Depending on the severity of the symptoms, the difficulty in providing dental care and home care also increases. The Dentist, parent or caregiver has to deal with a variety of issues arising from some Autistic features such as:
- The social interaction and communication ability of the child.
- His perceptiveness and his intelligence index
- His fanatical obsession with routines
- His repeated movements and behaviors
- Sensitivity to sounds and physical contact with other people.
- Unpredictable body movements that compromise their personal safety and those around them
- Hyperactivity and cyclothymic behavior
- If he suffers from epilepsy
Cooping mechanism at the Dental clinic
Generally, Autism is probably the most difficult medical condition in terms of dental care.

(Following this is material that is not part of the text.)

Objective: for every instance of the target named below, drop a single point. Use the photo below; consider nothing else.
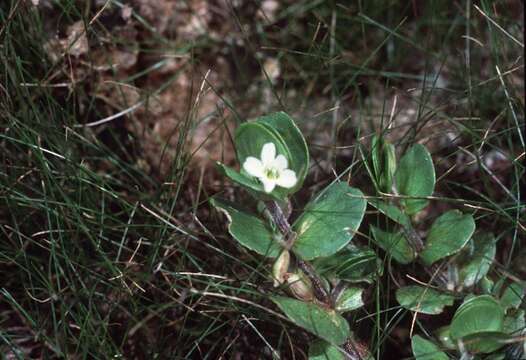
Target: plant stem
(284, 227)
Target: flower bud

Autism – First visit at the age of one or the year of diagnosis
The key to success in the case of children with Autism is the early visit to the Dentist for prevention purposes. Because Dental prevention is a much simpler procedure than treatment, there is not much effort required from the child and the Dentist. But if there is a need for treatment, then things become more difficult. The specialist has techniques to resort to, in order to help the child such as:
- Dedicate time until the child accepts to sit on the Dental chair alone
- Initially examine the child with the fingers, without using any instruments
- Brushing of the teeth takes place as a means of habituation
- Then familiarization with the Dentist is slow, i.e. one instrument, one sound. Pay particular attention to the sounds as they can cause sudden movements and reactions to the child.

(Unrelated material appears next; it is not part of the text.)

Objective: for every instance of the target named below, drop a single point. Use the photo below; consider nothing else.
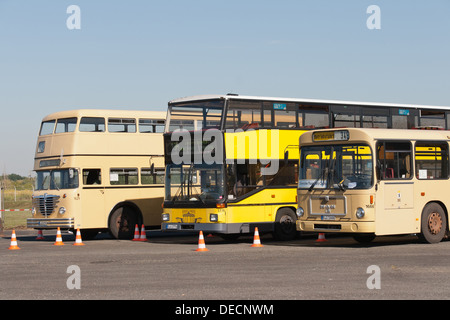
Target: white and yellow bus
(374, 182)
(99, 170)
(228, 189)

- Silence, low light, soft music, avoiding movement in the clinic, and avoiding the change of Assistants and Doctors. These people prefer familiar faces, the area and calmness.
- The repetition of orders which must be clear and almost monolingual
- The shortening and segmentation of the treatment in small – sized pieces, to the extent that a whole visit can be expended only in a simple cleaning.

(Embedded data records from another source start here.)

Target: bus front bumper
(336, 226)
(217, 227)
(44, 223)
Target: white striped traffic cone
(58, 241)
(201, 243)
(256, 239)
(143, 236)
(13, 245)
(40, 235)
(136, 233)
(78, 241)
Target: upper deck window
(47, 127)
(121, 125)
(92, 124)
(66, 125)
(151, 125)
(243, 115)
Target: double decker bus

- The use of numbers, i.e., we count e.g. from 1-10 each time, taking a small step
- Confirmation that he will leave soon (again identified with the numbers)
- A soft stuffed animal or a blanket is sometimes a useful aid to calm the child in the Dental chair.
- Where appropriate, the use of Nitrous Oxide mask (see chapter of mental retardation) is very effective and allows us to do even more extensive treatment
- The use of restraint to restrict movements where the safety of the child requires it.
- General anaesthesia if everything else fails.
- The use of an electric toothbrush at home usually helps to familiarize the child with sounds and vibrations and therefore there will be a much better acceptance of brushing in the Dental clinic (hand piece, suction etc.). Sometimes however, it also causes hypersensitivity with adverse effects, so caution is needed.
- Vigilance and continuous effort on the part of parents / caregivers is needed, as well as imagination as to how to help the child cooperate during the oral hygiene routine. This effort is worth it, since it will save the child and the parent from a much longer adventures later.
Traumatic habits: The Autistic child can sometimes self-injure himself with his nails and in turn create sores in his gums, biting his lips, he may present with severe wear of the occlusal surfaces from grinding, injuries that can lead to dental and other types of problems. We can help the child by placing splints in the mouth which are often cemented on the teeth so that the child cannot bite and injure his tongue or his cheeks.